Specify the data sources, this functionality can take database connection, CSV, JSON or ZIP files

NOTE: If you're using a database connection, create a separate user with appropriate permissions, before uploading data from a database.

Sample Request

{
    "project_id": 1,
    "parent_id": 0,
    "block_id": 1,
    "function_code": "DP_1",
    "args": {
        "dburl": "https://raw.githubusercontent.com/autogonai/autogon-public-datasets/main/mobile_price_prediction.csv",
        "dbservertype": "",
        "file_type": "csv",
        "database_name": "",
        "dbuser": "",
        "dbpassword": "",
        "query": "",
    }
}

Data input

POST https://api.autogon.ai/api/v1/engine/start

Loads data into a project.

Request Body

Name
Type
Description

dburl*

String

database host or Data Source URL

file_type*

String

File type for data input (db for database, csv for CSV, json for JSON for source files.

dbservertype

String

database server type (required with file_type: db)

database_name

String

Name of the database (required with file_type: db)

dbuser

String

Username for connecting with database (required with file_type: db)

dbpassword

String

Password for connecting with the database (required with file_type: db)

query

String

query to fetch data from the database (required with file_type: db)

project_id*

int

current project ID

block_id*

int

current block ID

function_code*

String

block's function code

args*

object

block arguments

parent_id

int

previous block ID

method*

String

Method of importation.

Options:

'img_class_folder': import as an image classification problem with folder names as image class labels 'img_csv': import as an image regression or classification problem with image paths listed in a colmn of a csv and target variables on other column(s)

(required with file_type : zip)

images_path

String

Path to images from zip file's root (required with file_type: zip)

class_mode

String

Method of importing target labels or variables Options:

'binary': The inputter will return binary labels indicating the class membership of each sample 'categorical': The inputter will return one-hot encoded labels, where each class is represented by a binary vector with a single 1 and 0s elsewhere

'sparse': Instead of one-hot encoded labels for a multi-classifcation problem, the inputter will return integer labels for each class

'input': The inputter will return the input images as both the input and output.

'raw': The inputter will return the raw data gotten for the y_column

target_size*

array

Image size in pixels (Length, Width) (required with file_type: zip)

csv_path*

String

Path to CSV from zip file's root (required with file_type: zip and method: img_csv)

image_files_column*

String

Column name of column containing the list of image file names (images within folders aren't allowed)

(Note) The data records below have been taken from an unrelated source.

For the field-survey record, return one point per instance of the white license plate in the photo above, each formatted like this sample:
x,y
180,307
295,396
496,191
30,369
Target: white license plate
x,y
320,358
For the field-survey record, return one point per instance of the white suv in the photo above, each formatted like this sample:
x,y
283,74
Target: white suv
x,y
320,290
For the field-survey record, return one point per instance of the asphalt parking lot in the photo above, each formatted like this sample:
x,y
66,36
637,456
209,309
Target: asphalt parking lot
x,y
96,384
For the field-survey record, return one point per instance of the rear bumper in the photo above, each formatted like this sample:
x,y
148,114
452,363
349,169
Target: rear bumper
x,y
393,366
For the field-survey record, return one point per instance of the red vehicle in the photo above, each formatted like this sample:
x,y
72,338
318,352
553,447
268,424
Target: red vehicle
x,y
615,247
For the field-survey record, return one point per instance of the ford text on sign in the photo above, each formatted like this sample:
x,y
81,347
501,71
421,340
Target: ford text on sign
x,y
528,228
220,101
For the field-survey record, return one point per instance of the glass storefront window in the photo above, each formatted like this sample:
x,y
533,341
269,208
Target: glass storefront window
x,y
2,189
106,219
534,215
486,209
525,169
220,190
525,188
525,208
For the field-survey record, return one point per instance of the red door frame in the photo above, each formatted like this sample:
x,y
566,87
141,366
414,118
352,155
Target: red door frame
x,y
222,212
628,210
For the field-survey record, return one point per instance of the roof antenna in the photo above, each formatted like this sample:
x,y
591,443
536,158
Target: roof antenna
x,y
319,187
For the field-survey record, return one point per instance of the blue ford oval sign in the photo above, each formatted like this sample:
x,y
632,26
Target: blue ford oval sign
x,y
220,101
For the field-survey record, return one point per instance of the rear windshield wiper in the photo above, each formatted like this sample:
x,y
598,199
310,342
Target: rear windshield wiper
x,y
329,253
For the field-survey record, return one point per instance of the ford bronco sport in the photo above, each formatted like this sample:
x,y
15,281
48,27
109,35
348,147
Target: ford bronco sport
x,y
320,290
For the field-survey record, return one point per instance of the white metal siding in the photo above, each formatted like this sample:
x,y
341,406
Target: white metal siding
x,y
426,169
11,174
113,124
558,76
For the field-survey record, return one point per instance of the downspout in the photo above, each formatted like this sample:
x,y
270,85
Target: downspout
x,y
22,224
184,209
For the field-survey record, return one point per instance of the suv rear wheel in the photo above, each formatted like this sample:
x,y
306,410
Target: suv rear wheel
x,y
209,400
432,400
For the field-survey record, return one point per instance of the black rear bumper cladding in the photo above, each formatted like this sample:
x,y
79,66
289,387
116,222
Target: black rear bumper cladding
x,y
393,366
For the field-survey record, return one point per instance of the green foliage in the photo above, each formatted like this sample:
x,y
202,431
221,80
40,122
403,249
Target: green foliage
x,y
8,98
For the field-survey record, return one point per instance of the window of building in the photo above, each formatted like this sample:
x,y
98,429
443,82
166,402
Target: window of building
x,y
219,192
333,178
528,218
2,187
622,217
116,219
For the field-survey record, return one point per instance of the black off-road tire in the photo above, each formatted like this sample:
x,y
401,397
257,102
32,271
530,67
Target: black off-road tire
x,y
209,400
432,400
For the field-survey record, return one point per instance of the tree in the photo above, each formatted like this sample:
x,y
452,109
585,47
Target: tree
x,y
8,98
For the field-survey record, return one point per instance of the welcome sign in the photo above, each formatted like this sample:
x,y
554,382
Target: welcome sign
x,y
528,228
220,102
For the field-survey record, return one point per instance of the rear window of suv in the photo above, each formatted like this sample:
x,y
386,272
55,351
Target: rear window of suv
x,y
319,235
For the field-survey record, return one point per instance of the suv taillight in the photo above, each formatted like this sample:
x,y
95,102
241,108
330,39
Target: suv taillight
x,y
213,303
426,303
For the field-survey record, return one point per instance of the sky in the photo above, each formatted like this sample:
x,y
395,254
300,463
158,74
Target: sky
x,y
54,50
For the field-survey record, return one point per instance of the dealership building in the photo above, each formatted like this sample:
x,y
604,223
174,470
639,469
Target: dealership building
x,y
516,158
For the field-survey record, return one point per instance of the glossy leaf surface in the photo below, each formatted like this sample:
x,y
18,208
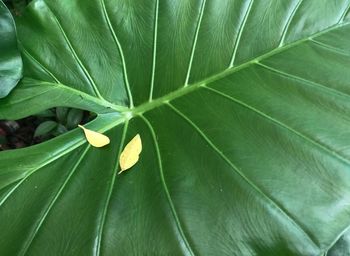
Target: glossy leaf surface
x,y
243,109
10,58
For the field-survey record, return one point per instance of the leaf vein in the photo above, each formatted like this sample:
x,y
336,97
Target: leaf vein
x,y
47,211
116,40
76,58
194,44
289,21
277,206
165,187
97,247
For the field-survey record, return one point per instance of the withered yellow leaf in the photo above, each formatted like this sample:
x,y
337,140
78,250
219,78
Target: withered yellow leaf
x,y
96,139
130,155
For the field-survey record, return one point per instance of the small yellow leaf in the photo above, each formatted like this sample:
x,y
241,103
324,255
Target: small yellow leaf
x,y
94,138
130,155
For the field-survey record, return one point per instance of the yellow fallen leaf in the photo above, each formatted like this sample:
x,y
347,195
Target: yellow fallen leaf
x,y
130,155
96,139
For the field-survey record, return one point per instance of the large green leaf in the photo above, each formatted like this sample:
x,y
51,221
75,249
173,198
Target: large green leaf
x,y
243,109
10,58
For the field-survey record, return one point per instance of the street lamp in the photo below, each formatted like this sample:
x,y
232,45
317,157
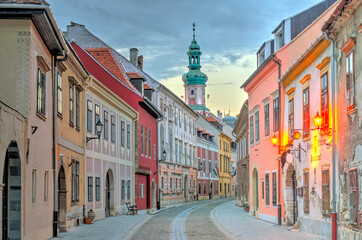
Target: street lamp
x,y
99,126
163,159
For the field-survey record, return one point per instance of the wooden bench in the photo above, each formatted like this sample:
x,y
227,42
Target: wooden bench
x,y
131,209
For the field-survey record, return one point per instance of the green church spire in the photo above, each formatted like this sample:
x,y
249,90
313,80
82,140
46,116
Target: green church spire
x,y
195,80
194,75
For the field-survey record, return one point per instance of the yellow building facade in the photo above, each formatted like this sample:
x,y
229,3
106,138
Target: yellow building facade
x,y
70,142
224,165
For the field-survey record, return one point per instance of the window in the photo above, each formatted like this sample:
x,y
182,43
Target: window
x,y
251,130
324,101
276,114
105,119
162,141
71,104
128,136
90,189
96,117
176,151
59,92
41,92
77,109
267,119
185,119
128,189
306,112
306,190
150,144
325,192
176,117
274,182
75,182
122,134
146,142
170,143
123,186
267,189
257,126
98,188
291,117
113,128
353,197
350,80
33,184
89,116
46,177
142,148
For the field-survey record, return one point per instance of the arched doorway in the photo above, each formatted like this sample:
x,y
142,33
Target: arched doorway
x,y
225,189
186,189
255,191
211,191
153,195
62,202
12,193
291,203
109,192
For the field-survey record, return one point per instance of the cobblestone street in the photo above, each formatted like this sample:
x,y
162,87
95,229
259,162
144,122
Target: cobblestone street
x,y
215,219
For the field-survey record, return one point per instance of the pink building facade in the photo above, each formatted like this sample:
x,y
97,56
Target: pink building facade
x,y
266,115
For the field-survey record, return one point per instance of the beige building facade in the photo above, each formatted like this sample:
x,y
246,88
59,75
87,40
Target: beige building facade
x,y
27,79
242,148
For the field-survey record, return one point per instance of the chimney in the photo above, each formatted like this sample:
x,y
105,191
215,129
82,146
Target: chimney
x,y
140,62
133,53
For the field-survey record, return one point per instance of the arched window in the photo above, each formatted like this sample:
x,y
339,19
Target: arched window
x,y
162,137
146,152
149,144
142,139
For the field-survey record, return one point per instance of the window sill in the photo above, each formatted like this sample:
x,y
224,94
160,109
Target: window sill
x,y
41,116
352,109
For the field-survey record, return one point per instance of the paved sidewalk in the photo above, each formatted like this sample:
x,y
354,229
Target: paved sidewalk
x,y
118,227
235,223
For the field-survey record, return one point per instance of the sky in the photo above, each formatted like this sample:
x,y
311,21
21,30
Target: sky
x,y
229,33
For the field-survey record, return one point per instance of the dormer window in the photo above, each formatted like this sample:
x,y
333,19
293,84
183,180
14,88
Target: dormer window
x,y
279,39
261,57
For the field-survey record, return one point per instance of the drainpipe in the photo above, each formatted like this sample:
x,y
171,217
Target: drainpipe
x,y
158,160
279,137
334,165
54,153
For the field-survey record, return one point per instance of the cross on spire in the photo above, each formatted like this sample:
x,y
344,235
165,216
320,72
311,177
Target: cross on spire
x,y
193,29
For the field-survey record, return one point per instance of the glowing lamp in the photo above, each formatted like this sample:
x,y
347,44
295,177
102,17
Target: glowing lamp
x,y
274,140
317,120
296,135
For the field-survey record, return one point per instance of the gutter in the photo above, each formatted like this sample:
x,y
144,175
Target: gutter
x,y
334,164
54,134
279,137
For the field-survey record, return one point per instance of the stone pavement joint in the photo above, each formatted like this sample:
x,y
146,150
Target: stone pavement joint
x,y
178,224
235,223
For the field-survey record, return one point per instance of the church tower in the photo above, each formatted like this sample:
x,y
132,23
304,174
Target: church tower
x,y
195,80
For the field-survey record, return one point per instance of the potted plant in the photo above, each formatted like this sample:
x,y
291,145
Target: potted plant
x,y
246,207
90,217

(required with file_type: zip and method: img_csv)

y_columns

array

Column names of columns containing target variable(s). Leave empty to include all other columns

(required with file_type: zip and method: img_csv)

{
    "status": "true",
    "message": {
        "id": 1,
        "project": 2,
        "block_id": 1,
        "parent_id": 0,
        "dataset_url": "",
        "x_value_url": "",
        "y_value_url": ""
    }
}
// Some code
await client.data_input(1, 0, 1, {
    dburl: "https://raw.githubusercontent.com/autogonai/autogon-public-datasets/main/mobile_price_prediction.csv" ,
    file_type: "csv"
})

Good to know: Unlike other block requests, the Data Input block isn't permitted to have parent blocks, hence its null value.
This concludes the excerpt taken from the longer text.